Friday, November 20, 2009

Civil Rights Organizations come together to call for a stronger Federal response to the jobs crisis

With unemployment among blacks at more than 15 percent, and in light of new unemployment data released for October 2009, the NAACP joined with several other groups this week to call on President Obama to do more to create jobs.

The organizations, including the Leadership Council on Civil Rights, the AFL-CIO, the Center for Community Change, the National Council of La Raza, and the Economic Policy Institute, stated that they believe the president’s $787 billion stimulus program has not gone far enough to fight unemployment. In response to the crisis, the groups held a panel discussion this week to raise awareness and suggest potential solutions for policymakers. They also issued a joint statement advocating for strong congressional action to address the crisis, starting with extending unemployment benefits, food stamps, and COBRA to meet the needs of the significant number of unemployed people facing a long road to recovery.

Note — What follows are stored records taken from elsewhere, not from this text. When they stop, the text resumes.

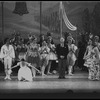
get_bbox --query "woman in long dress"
[47,36,57,74]
[67,36,78,75]
[84,38,100,80]
[27,38,40,77]
[83,39,93,79]
[40,41,50,76]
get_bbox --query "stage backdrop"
[0,1,96,41]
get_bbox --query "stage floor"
[0,72,100,93]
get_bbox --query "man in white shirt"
[0,38,15,80]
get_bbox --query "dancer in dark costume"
[27,38,40,77]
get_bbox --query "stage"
[0,72,100,93]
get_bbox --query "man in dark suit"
[56,38,68,79]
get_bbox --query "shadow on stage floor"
[0,72,100,98]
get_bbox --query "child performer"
[9,59,41,81]
[0,38,15,80]
[39,41,50,76]
[67,36,78,75]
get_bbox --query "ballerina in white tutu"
[9,59,40,81]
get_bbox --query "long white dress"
[18,62,32,81]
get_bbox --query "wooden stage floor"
[0,72,100,93]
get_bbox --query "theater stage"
[0,72,100,93]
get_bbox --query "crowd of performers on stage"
[0,31,100,81]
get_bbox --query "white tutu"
[18,67,32,81]
[47,52,57,60]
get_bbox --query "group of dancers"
[0,31,100,81]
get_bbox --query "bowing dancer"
[39,41,50,76]
[1,38,15,80]
[9,59,41,81]
[67,36,78,75]
[56,37,68,79]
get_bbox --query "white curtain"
[60,1,77,31]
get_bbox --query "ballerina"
[8,59,41,81]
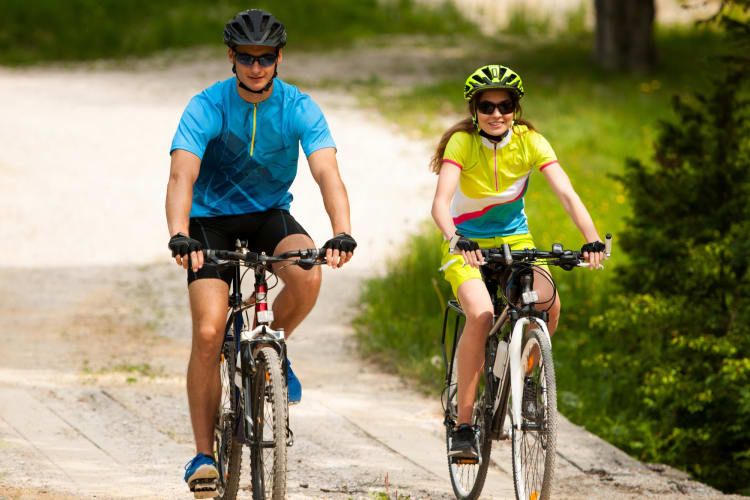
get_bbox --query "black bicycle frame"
[225,258,287,446]
[441,265,548,439]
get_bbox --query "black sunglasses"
[477,99,516,115]
[234,52,277,68]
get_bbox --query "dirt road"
[0,47,739,499]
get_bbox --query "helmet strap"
[471,110,515,142]
[479,128,510,142]
[232,64,279,94]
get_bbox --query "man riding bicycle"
[166,9,357,498]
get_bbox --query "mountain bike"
[441,234,612,500]
[204,241,325,500]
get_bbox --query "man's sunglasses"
[477,99,516,115]
[234,52,277,68]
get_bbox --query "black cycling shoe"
[448,424,479,459]
[521,376,539,422]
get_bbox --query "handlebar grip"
[604,233,612,259]
[503,243,513,265]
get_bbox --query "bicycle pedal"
[286,426,294,448]
[189,478,216,498]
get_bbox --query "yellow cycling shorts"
[440,233,549,297]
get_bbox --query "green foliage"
[0,0,470,64]
[354,227,453,392]
[576,48,750,492]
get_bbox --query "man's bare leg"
[272,234,321,338]
[187,278,229,456]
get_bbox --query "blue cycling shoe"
[185,453,219,498]
[286,358,302,405]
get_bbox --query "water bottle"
[492,340,508,380]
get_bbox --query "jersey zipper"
[495,143,500,192]
[250,102,260,155]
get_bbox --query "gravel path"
[0,55,739,499]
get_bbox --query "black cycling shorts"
[188,208,310,285]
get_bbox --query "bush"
[584,59,750,493]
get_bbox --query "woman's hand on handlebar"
[581,240,606,270]
[450,231,484,268]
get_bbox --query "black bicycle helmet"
[224,9,286,49]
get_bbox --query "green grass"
[0,0,476,65]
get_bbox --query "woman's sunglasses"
[234,52,276,68]
[477,99,516,115]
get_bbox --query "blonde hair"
[430,92,536,174]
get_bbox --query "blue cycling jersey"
[170,77,336,217]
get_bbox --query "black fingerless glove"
[450,231,479,252]
[323,233,357,252]
[581,240,604,253]
[169,233,203,257]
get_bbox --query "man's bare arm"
[165,149,203,271]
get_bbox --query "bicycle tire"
[250,347,288,500]
[214,339,242,500]
[445,344,492,500]
[512,329,557,500]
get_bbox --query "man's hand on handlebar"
[323,233,357,269]
[581,240,606,269]
[168,233,203,272]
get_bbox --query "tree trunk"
[595,0,656,72]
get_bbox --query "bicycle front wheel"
[445,354,492,500]
[214,338,242,500]
[250,347,288,500]
[513,329,557,500]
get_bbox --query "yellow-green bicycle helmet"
[464,64,523,102]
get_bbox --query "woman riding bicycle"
[430,64,604,458]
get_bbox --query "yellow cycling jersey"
[443,125,557,238]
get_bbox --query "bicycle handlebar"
[203,248,326,269]
[452,233,612,271]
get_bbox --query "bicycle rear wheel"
[445,354,492,500]
[214,339,242,500]
[512,329,557,500]
[250,347,288,500]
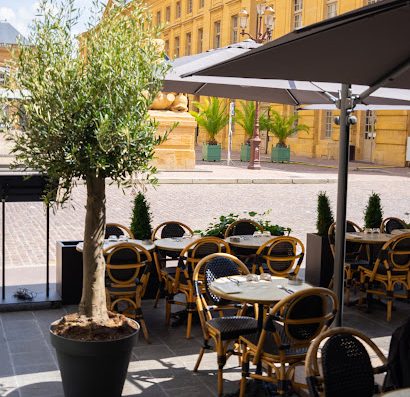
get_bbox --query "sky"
[0,0,106,37]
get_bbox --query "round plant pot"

“It’s time for us to really stoke this issue up,” said Hilary O. Shelton; NAACP Senior VP for Advocacy and Policy. “We’re not so much trying to convince him to do something he doesn’t want to do, but urging him to move forward on an issue we have agreement on.”

Currently, nearly 16 million Americans are unable to find employment and another nine million are only able to find part-time employment, according to the EPI. And finding jobs is increasingly difficult – there are over six job seekers for each available job opening. The situation is even more difficult for workers of color. The unemployment rate for blacks has jumped to 15.7 percent, from 8.9 percent when the recession started 23 months ago. That compares with 13.1 percent for Hispanics and 9.5 percent for whites. The black unemployment rate has climbed above 20 percent in several states, reaching 23.9 percent in Michigan and 20.4 percent in South Carolina.

"Make no mistake – this is the civil rights issue of the moment," said LCCR President and CEO Wade Henderson. "Unless we resolve our national job crisis, all of our other priorities – from reforming health care and fixing our broken immigration system, to stemming home foreclosures and expanding economic opportunity for all Americans – are in real jeopardy."